I acknowledge that this post is a tad late. I’ve been working a few extended shifts and have therefore not had the time to access the internet and actually post this. Forgive me!
There’s a man working at the Shell station down the road. I think his name is Sheldon. He replaced Tammy when her local stalker got to be too intense and she up and quit. Until a couple weeks ago, Sheldon was always a bit rude to my mother when she went to turn in her winning lottery tickets and buy more. Granted, she wins over and over again and typically takes awhile at the counter so when people would come in to pay for gas, Sheldon would brush Mom aside and help them before continuing with the lottery.
Mom was not happy.
Something must’ve happened to change that, because Sheldon has quickly become one of my mom’s buddies. My mother can win ANYONE over, I assure you. She tells me that she had a conversation about the Bible with Sheldon and after that, they were cool. (Mom’s very religious in a non-zealot way. You should see her extensive Jesus collection.)
Sheldon bought a guitar from a friend of his who was hurting for cash. I’ve been told the friend is in a band, which probably explains why he sold the guitar. Musicians are notorious for being broke, and I can say that because I belong to that club.
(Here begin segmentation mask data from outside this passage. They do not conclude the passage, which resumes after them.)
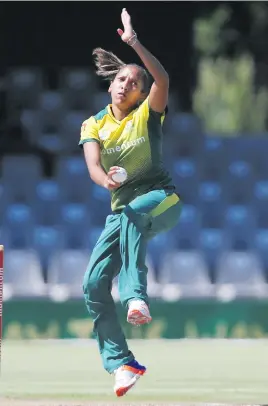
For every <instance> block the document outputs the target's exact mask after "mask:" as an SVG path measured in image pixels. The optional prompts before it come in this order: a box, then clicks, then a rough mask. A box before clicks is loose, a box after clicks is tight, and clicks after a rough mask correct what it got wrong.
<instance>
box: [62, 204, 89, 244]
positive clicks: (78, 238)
mask: <svg viewBox="0 0 268 406" xmlns="http://www.w3.org/2000/svg"><path fill="white" fill-rule="evenodd" d="M89 227H90V215H89V210H88V207H87V206H86V205H84V204H79V203H69V204H65V205H63V207H62V215H61V229H62V231H63V233H64V247H65V248H68V249H69V248H72V249H77V248H81V247H82V246H83V243H84V238H85V232H86V231H87V230H88V229H89Z"/></svg>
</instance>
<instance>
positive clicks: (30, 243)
mask: <svg viewBox="0 0 268 406" xmlns="http://www.w3.org/2000/svg"><path fill="white" fill-rule="evenodd" d="M33 224H34V220H33V213H32V209H31V207H30V206H28V205H25V204H20V203H17V204H11V205H10V206H8V208H7V210H6V213H5V215H4V217H3V226H4V227H5V228H7V229H8V230H9V235H10V246H11V248H14V249H20V248H27V247H30V246H31V240H32V232H33Z"/></svg>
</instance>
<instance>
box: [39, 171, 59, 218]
mask: <svg viewBox="0 0 268 406" xmlns="http://www.w3.org/2000/svg"><path fill="white" fill-rule="evenodd" d="M61 201H62V196H61V190H60V188H59V185H58V183H57V182H56V181H55V180H52V179H46V180H42V181H41V182H39V183H38V185H37V186H36V196H35V200H34V203H33V210H34V213H35V218H36V222H37V223H38V224H40V225H55V224H57V223H58V222H59V217H60V204H61Z"/></svg>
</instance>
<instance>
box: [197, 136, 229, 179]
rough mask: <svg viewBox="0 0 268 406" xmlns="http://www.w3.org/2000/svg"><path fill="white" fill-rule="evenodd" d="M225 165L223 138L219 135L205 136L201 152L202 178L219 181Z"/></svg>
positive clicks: (221, 175) (224, 145) (225, 164)
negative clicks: (218, 135) (202, 152)
mask: <svg viewBox="0 0 268 406" xmlns="http://www.w3.org/2000/svg"><path fill="white" fill-rule="evenodd" d="M226 167H227V164H226V151H225V140H224V139H223V138H220V137H219V136H217V137H207V138H205V146H204V152H203V153H202V179H203V180H204V181H212V182H221V181H222V180H223V178H224V174H225V173H226Z"/></svg>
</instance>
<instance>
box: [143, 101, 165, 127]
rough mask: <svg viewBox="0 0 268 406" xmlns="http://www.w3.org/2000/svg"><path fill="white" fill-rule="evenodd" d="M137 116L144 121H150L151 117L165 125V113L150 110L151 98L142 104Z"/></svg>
mask: <svg viewBox="0 0 268 406" xmlns="http://www.w3.org/2000/svg"><path fill="white" fill-rule="evenodd" d="M137 114H138V115H139V118H140V119H141V120H143V121H148V119H149V117H154V118H155V119H156V120H160V122H161V124H163V122H164V119H165V111H164V112H163V113H158V112H157V111H154V110H152V109H151V108H150V105H149V96H148V97H146V99H145V100H144V102H142V104H141V105H140V106H139V108H138V110H137Z"/></svg>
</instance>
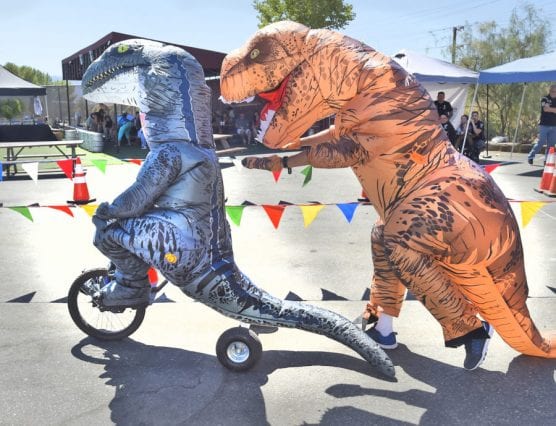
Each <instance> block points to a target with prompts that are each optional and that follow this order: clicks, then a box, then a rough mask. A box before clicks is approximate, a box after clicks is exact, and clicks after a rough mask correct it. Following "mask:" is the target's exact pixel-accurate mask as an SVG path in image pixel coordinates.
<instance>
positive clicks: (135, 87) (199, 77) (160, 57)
mask: <svg viewBox="0 0 556 426" xmlns="http://www.w3.org/2000/svg"><path fill="white" fill-rule="evenodd" d="M82 87H83V95H84V97H85V98H86V99H87V100H90V101H92V102H103V103H116V104H123V105H131V106H135V107H137V108H139V109H140V110H141V112H142V113H143V114H142V120H143V133H144V134H145V137H146V138H147V140H148V142H149V143H153V142H166V141H174V142H175V141H187V142H191V143H194V144H199V145H203V146H207V147H211V148H213V147H214V142H213V139H212V128H211V105H210V88H209V87H208V86H207V85H206V84H205V76H204V73H203V68H202V67H201V65H200V64H199V62H197V60H196V59H195V58H194V57H193V56H192V55H190V54H189V53H188V52H186V51H185V50H183V49H181V48H178V47H175V46H170V45H165V44H162V43H158V42H155V41H150V40H142V39H132V40H125V41H122V42H119V43H115V44H113V45H112V46H110V47H109V48H108V49H106V50H105V51H104V53H103V54H102V55H101V56H100V57H99V58H98V59H97V60H96V61H94V62H93V63H92V64H91V65H90V66H89V68H87V71H86V72H85V75H84V76H83V81H82Z"/></svg>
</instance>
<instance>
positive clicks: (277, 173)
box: [272, 169, 282, 182]
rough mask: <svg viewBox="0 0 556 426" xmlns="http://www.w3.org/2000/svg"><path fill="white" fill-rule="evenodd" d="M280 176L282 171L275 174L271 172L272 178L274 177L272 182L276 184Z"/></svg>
mask: <svg viewBox="0 0 556 426" xmlns="http://www.w3.org/2000/svg"><path fill="white" fill-rule="evenodd" d="M281 174H282V169H280V170H278V171H277V172H272V176H274V182H278V179H280V175H281Z"/></svg>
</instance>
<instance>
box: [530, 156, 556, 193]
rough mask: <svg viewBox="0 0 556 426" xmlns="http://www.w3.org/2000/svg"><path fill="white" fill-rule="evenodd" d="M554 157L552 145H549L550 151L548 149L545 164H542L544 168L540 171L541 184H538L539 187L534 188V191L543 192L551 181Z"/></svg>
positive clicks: (546, 188)
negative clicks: (547, 152) (551, 146)
mask: <svg viewBox="0 0 556 426" xmlns="http://www.w3.org/2000/svg"><path fill="white" fill-rule="evenodd" d="M555 158H556V154H554V147H550V151H548V157H547V158H546V164H545V165H544V170H543V172H542V178H541V184H540V185H539V189H535V191H537V192H540V193H543V192H545V191H547V190H548V188H549V187H550V183H551V182H552V175H553V174H554V160H555Z"/></svg>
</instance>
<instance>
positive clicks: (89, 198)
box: [68, 157, 95, 204]
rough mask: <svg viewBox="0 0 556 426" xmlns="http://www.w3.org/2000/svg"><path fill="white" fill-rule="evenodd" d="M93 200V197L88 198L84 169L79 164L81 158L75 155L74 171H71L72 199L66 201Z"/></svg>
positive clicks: (79, 203) (86, 182)
mask: <svg viewBox="0 0 556 426" xmlns="http://www.w3.org/2000/svg"><path fill="white" fill-rule="evenodd" d="M93 201H95V198H92V199H90V198H89V189H88V188H87V182H86V180H85V171H84V170H83V166H82V165H81V160H80V159H79V157H77V160H76V161H75V171H74V172H73V200H71V201H68V203H71V204H88V203H90V202H93Z"/></svg>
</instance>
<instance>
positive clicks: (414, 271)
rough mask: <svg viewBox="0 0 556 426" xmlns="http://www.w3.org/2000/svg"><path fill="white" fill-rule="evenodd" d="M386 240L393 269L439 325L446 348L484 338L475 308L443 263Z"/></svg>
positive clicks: (461, 344)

Well, Sheldon already has two guitars, a banjo, and an assortment of other instruments and decided to sell his friend’s guitar for the tidy sum of $100.
Best believe I snatched that shit up as fast as possible.
It’s an Oscar Schmidt by Washburn. Black, shiny, with a couple dents in it from the destitute musician dropping it when he’d had a few. It’s seen a lot of action, which is precisely why I like it. I’ve only ever had hand-me-down guitars. I feel like they have a lot of personality and character, and this particular guitar has it in spades. This is also the first guitar I’ve actually purchased. My mother gave me my Yamaha when I moved out — it’s the same guitar I’ve been playing for ten years.
Now I’ve got a new baby to go with it. I’ve named him Ozzy.
I spent some time restringing it the other night, unwinding the thick, aged strings and fitting it with the new ones Sheldon provided. I broke one of the pegs though, so I had to skip one of the strings and drag my arse to Connor’s music for some supplies.
Halloween was memorable. I dressed up as the self-proclaimed Queen Of The Ocean, complete with seashell-esque breast coverings and a crown of blue coral. My coworkers got into the spirit too. Amber was a bunny — I pinned her tail on for her and managed to avoid a sexual harrassment lawsuit by NOT accidentally touching her ass. Watching her ears fall forward and nearly topple off her head was a source of great entertainment for me. Eliot was a sailor, which I thought fit quite nicely with my ocean theme. Andrea dressed up as a hippie, and I especially liked her peace sign necklace. Very groovy. Simon taped three black circles to the side of his apron (he elected to wear it, it wasn’t mandatory) and informed us he was a “Three-Hole-Punched Version Of Himself”. He gets bonus points for on-the-spot creativity. When Andrew and Jo showed up around 2, they were dressed as a beat-up detective and a coffee kitty, respectively. Their makeup was worth mentioning, too. Andrew had a fake black eye, a cut on his cheek, and his nose was fake-bleeding. Jo had an adorable black kitty-nose and whiskers, and I must mention the fluffiness of her cat ears. (So fluffy I could DIE!) Her apron proclaimed her to be some sort of coffee expert, and I never argue with apron proclamations.
My favorite part was counting the number of older men I caught ogling my seashells. I didn’t quite fill them out as nicely as I wish, but I sure get points for trying. One man made a point of complimenting my earrings, probably so he could make it seem like he was focusing on something located above my chest. Liar.
It was a lot of fun, especially early in the morning when people in the drive-thru were trying to make sense of why the hell they’re being served by people dressed so strangely.
I served Cruella DeVil in the drive thru. Her hair was spectacular. Half black, half white, and stuck off in all directions. “HAVE YOU SEEN MY PUPPIES?!” she screamed before taking off in her minivan. Classic.
Oh, and a woman in her mid-forties showed up for coffee dressed as Psy. You probably know him from that damn Gangnam Style song that gets stuck in your head and refuses to quit. (HEEEEEEEYYYYYYYY, SEXY LADY.) She played the song on her phone and did Psy’s crazy dance for at least ten minutes. “I’ve got a Gangnam Style cappuccino for Psy on the bar,” I yelled when her drink was done. I couldn’t resist.
I have my doubts that next year will surpass this one… but we’ll see.
In other news: The countdown has begun! TWENTY-TWO DAYS REMAINING.